Gibt es einen Ausweg aus Versuch und Irrtum, Herr Riegler?
Vier Trainer in einer Saison sind kein Qualitätsmerkmal für einen Bundesliga-Klub. WAC-Präsident Dietmar Riegler versucht gegenüber 90minuten zu erklären, wie aus einem Cupsieger- und Fast-Double-Sieger ein Abstiegskandidat wird.
Nach neun Spieltagen lag der Wolfsberger AC nur einen Punkt hinter Tabellenführer Sturm Graz, punktgleich mit Red Bull Salzburg und dem SK Rapid. Seitdem klappte nicht viel: in der Liga gelangen nur zwei Siege. Statt Europacupträumen geht das Abstiegsgespenst in Wolfsberg um.
Peter Pacult hätte den Erfolgslauf weiter gestalten sollen. Von Nachfolger Ismail Atalan erhoffte man sich einiges. Nun holte Präsident Dietmar Riegler mit Thomas Silberberger den vierten Trainer in der laufenden Saison, der die Wölfe in der Liga halten soll.
Damit sieht sich die Mannschaft mit dem vierten Übungsleiter konfrontiert. Das bedeutet vier verschiedene Coaching-Stile, vier verschiedene Ansprachen – und entsprechend wenig Kontinuität im täglichen Arbeiten.
Im Interview mit 90minuten nimmt sich Riegler in turbulenten Tagen Zeit, um zu erklären, wie es dazu kam
Kühbauer "schuld"
Der unübersehbare Ausgangspunkt des Niedergangs der Wölfe ist der für den WAC überraschende Abgang von Dietmar Kühbauer zum damals Vorletzten, dem LASK. Ein ungewöhnlicher Schritt, wiewohl Kühbauer in Linz heute um den Meistertitel mitspielt und sportlich erfolgreich arbeitet.

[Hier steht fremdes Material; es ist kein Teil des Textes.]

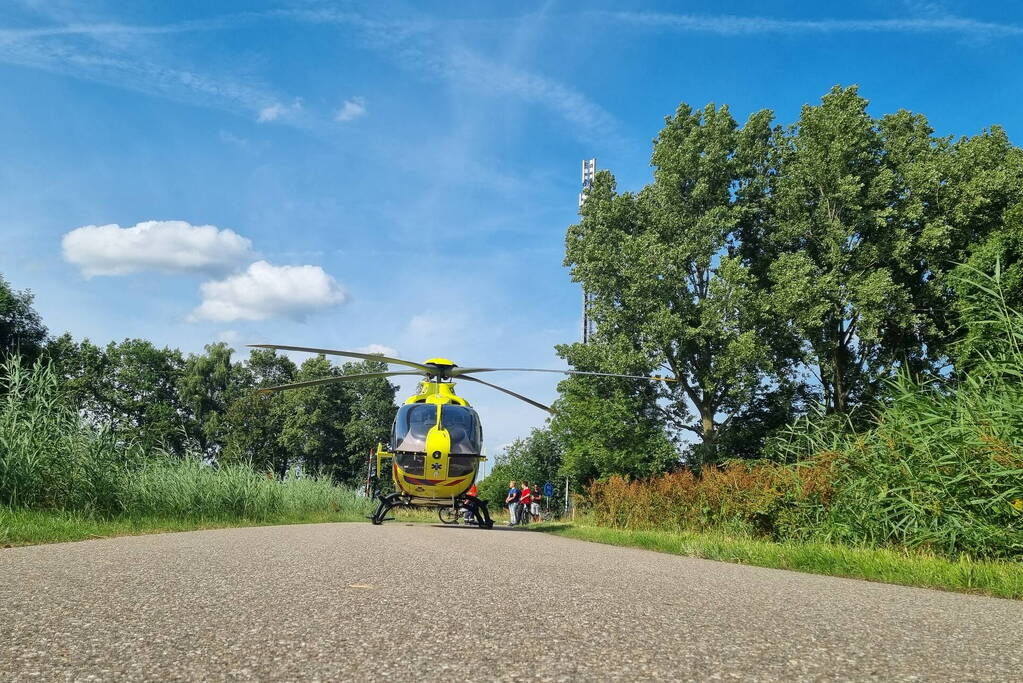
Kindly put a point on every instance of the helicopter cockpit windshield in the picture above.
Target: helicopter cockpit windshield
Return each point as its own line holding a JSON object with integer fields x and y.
{"x": 413, "y": 421}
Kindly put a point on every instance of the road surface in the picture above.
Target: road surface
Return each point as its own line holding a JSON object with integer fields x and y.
{"x": 419, "y": 602}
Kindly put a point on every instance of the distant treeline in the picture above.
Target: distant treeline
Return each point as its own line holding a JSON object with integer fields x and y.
{"x": 808, "y": 278}
{"x": 206, "y": 405}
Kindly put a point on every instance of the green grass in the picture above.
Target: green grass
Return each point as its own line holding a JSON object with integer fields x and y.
{"x": 25, "y": 527}
{"x": 998, "y": 579}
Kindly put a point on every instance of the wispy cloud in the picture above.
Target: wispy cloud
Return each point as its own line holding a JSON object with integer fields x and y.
{"x": 278, "y": 111}
{"x": 98, "y": 52}
{"x": 723, "y": 25}
{"x": 424, "y": 47}
{"x": 352, "y": 108}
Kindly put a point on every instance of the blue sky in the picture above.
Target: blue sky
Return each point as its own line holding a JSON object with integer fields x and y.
{"x": 401, "y": 174}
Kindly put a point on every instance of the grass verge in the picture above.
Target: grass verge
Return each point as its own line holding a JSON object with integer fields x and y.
{"x": 997, "y": 579}
{"x": 24, "y": 527}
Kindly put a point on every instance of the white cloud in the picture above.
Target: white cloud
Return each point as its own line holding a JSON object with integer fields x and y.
{"x": 352, "y": 108}
{"x": 379, "y": 349}
{"x": 267, "y": 291}
{"x": 278, "y": 110}
{"x": 166, "y": 245}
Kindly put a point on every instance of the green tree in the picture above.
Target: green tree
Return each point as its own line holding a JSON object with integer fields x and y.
{"x": 669, "y": 282}
{"x": 371, "y": 412}
{"x": 21, "y": 330}
{"x": 255, "y": 422}
{"x": 315, "y": 419}
{"x": 209, "y": 383}
{"x": 609, "y": 425}
{"x": 130, "y": 388}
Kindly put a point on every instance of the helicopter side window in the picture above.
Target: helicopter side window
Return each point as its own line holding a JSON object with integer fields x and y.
{"x": 459, "y": 465}
{"x": 412, "y": 463}
{"x": 462, "y": 425}
{"x": 411, "y": 425}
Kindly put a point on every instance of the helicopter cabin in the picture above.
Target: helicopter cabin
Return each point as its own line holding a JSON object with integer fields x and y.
{"x": 428, "y": 463}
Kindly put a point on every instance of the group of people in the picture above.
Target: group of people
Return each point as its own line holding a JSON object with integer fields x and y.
{"x": 524, "y": 503}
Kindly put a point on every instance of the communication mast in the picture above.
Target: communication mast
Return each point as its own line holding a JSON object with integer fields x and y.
{"x": 588, "y": 171}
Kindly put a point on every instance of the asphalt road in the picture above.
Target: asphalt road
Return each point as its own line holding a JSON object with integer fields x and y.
{"x": 363, "y": 602}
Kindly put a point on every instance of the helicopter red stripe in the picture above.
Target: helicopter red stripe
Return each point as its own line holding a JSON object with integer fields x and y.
{"x": 412, "y": 480}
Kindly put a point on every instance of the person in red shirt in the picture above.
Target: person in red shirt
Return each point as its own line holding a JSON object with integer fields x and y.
{"x": 526, "y": 499}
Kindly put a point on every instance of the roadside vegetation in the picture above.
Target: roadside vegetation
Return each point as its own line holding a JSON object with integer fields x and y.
{"x": 906, "y": 567}
{"x": 839, "y": 301}
{"x": 64, "y": 479}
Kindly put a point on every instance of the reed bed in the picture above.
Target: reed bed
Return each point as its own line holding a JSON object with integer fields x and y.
{"x": 51, "y": 458}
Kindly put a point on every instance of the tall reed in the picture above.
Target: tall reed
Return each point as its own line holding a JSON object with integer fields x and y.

Ich habe vielleicht mit zu wenigen Leuten gesprochen. Ich dachte, das passt.
Theoretisch sagt dies auch viel über die Möglichkeiten des WAC im Vergleich zu den Athletikern aus. Dass Linz mehr Potenzial als Wolfsberg hat, wird dennoch niemand bestreiten.
Der Absturz, der die Folge war, sei für Riegler überhaupt "ein klassisches Beispiel, dass der Fußball nicht nur mit den Beinen, sondern auch dem Kopf entschieden wird." Zwei Dinge stimmen dabei gleichzeitig: Viele Spieler lobten Kühbauer für seine Art, mit ihnen umzugehen. Das war in der Folge offensichtlich nicht mehr der Fall. Und im Fußball ist es mitunter schwierig, aus einer Negativspirale heraus zu kommen.
Die Gründe für diese engen Verbindungen reichen für den Präsidenten aber nur bis zu Kühbauers zweitem Amtsantritt zurück. Als dieser 2024 sein zweites Engagement im Lavanttal nach 2013–2015 antrat, musste erst eine Mannschaft zusammengestellt werden. Die Kicker, die jetzt am Platz stehen, sind also bis zu einem gewissen Punkt wegen ihm da. Er aber eben nicht mehr.
"Fehler" Pacult
Auf ihn folgte Pacult. Der Ex-Klagenfurt-Trainer überzeugte Riegler durch seine vorherige Arbeit. Allerdings hielt das nur kurz an. Nach nur fünf Spielen, darunter das gewonnene Duell mit Amstetten im Cup, war Pacult schon wieder Geschichte.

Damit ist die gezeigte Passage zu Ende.